Locate a journal article where Gel electrophoresis technique is used.Describe th

Question

Locate a journal article where Gel electrophoresis technique is used.Describe the technique briefly based on your study material, and then explain how this technique provided the authors with key information needed for their results and conclusions.Remember to cite and reference the journal article. (25 marks)
Marks will be allocated as follows:
10 marks for a description of the technique, 10 marks for the explanation of how this technique allowed the authors to reach certain conclusions in the article , 5 marks for correct citation and reference.

Explanation / Answer

Gel electrophoresis technique : it is a technique used to separate DNA fragments based on their size and charge. Electrophoresis involves running a current through a gel containing the molecules of interest. Based on their size and charge, the molecules will travel through the gel in different directions or at different speeds, allowing them to be separated from one another.

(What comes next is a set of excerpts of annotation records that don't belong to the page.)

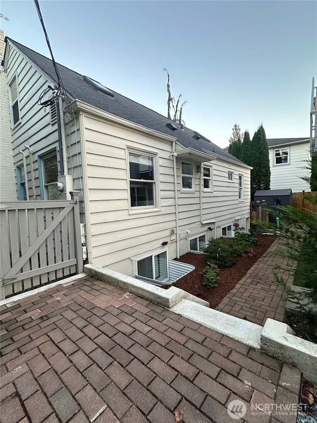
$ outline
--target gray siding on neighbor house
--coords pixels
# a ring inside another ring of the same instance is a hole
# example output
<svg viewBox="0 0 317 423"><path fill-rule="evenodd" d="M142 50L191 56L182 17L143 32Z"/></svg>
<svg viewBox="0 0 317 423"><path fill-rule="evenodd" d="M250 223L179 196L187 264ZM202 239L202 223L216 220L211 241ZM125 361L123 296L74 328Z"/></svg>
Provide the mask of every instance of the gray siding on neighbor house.
<svg viewBox="0 0 317 423"><path fill-rule="evenodd" d="M9 41L8 42L10 43ZM15 168L22 166L23 158L19 150L24 151L27 155L27 179L30 198L32 199L33 192L31 180L30 156L27 149L24 147L25 144L29 146L33 153L36 198L37 199L43 199L43 190L41 192L40 190L40 178L42 170L39 169L39 158L49 152L57 151L58 175L60 176L56 120L52 122L50 106L44 107L38 104L40 93L53 81L15 46L10 44L6 52L5 66L7 69L8 82L14 75L16 75L19 96L21 121L13 127L12 131L14 166ZM63 107L65 106L64 102ZM74 174L74 189L81 191L79 178L81 171L78 169L78 164L80 167L81 166L79 119L74 119L73 117L68 119L66 115L65 123L68 173L70 175L72 173ZM76 137L77 139L75 139ZM81 195L80 198L82 199Z"/></svg>

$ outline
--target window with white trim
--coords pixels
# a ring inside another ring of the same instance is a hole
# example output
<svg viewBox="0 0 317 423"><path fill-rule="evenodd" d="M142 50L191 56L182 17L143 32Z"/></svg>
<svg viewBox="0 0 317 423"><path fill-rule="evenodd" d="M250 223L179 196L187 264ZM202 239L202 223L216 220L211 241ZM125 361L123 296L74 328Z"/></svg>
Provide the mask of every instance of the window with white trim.
<svg viewBox="0 0 317 423"><path fill-rule="evenodd" d="M137 263L137 275L154 279L166 281L168 279L167 252L162 251L158 254L149 255Z"/></svg>
<svg viewBox="0 0 317 423"><path fill-rule="evenodd" d="M16 75L15 75L9 84L11 114L13 125L20 121L20 106L18 95L18 84Z"/></svg>
<svg viewBox="0 0 317 423"><path fill-rule="evenodd" d="M243 199L243 175L239 175L239 199Z"/></svg>
<svg viewBox="0 0 317 423"><path fill-rule="evenodd" d="M194 165L182 162L182 189L194 190Z"/></svg>
<svg viewBox="0 0 317 423"><path fill-rule="evenodd" d="M189 240L190 251L195 251L202 252L204 248L206 246L206 236L201 235L192 238Z"/></svg>
<svg viewBox="0 0 317 423"><path fill-rule="evenodd" d="M129 151L129 180L131 208L156 206L155 156Z"/></svg>
<svg viewBox="0 0 317 423"><path fill-rule="evenodd" d="M234 235L232 225L228 225L227 226L224 226L222 228L223 237L233 237Z"/></svg>
<svg viewBox="0 0 317 423"><path fill-rule="evenodd" d="M277 148L274 151L274 164L287 165L289 163L289 150L288 147Z"/></svg>
<svg viewBox="0 0 317 423"><path fill-rule="evenodd" d="M56 151L41 158L42 165L42 177L45 192L45 199L58 200L58 190L55 185L51 184L57 181L58 167Z"/></svg>
<svg viewBox="0 0 317 423"><path fill-rule="evenodd" d="M203 167L204 190L212 190L212 169L209 167Z"/></svg>

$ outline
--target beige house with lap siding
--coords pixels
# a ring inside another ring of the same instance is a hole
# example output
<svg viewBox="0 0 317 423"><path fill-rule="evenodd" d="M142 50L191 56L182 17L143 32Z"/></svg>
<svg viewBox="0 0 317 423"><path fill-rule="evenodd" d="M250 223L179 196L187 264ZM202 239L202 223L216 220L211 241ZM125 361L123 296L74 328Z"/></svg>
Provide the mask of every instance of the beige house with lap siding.
<svg viewBox="0 0 317 423"><path fill-rule="evenodd" d="M249 229L250 167L199 132L61 65L68 101L59 101L59 113L38 106L43 90L56 83L52 60L6 43L9 89L15 80L19 92L19 120L12 122L17 194L26 143L30 195L33 187L38 199L80 191L89 263L163 283L172 259L201 252L211 238L231 236L234 222Z"/></svg>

Explanation:All DNA molecules have the same amount of charge per mass. Because of this, gel electrophoresis of DNA fragments separates them based on size only. Using electrophoresis, we can see how many different DNA fragments are present in a sample and how large they are relative to one another. We can also determine the absolute size of a piece of DNA by examining it next to a standard yardstick made up of DNA fragments of known sizes.gel electrophoresis involves a gel: a slab of Jello-like material. Gels for DNA separation are often made out of a polysaccharide called agrose which comes as dry, powdered flakes. When the agarose is heated in a buffer and allowed to cool, it will form a solid, slightly squishy gel. At the molecular level, the gel is a matrix of agarose molecules that are held together by hydrogen bonds and form tiny pores.At one end, the gel has pocket-like indentations called wells, which are where the DNA samples will be placed Before the DNA samples are added, the gel must be placed in a gel box. One end of the box is hooked to a positive electrode, while the other end is hooked to a negative electrode. The main body of the box, where the gel is placed, is filled with a salt-containing buffer solution that can conduct current. The DNA molecules have a negative charge because of the phosphate groups in their sugar-phosphate backbone, so they start moving through the matrix of the gel towards the positive pole. When the power is turned on and current is passing through the gel, the gel is said to be running.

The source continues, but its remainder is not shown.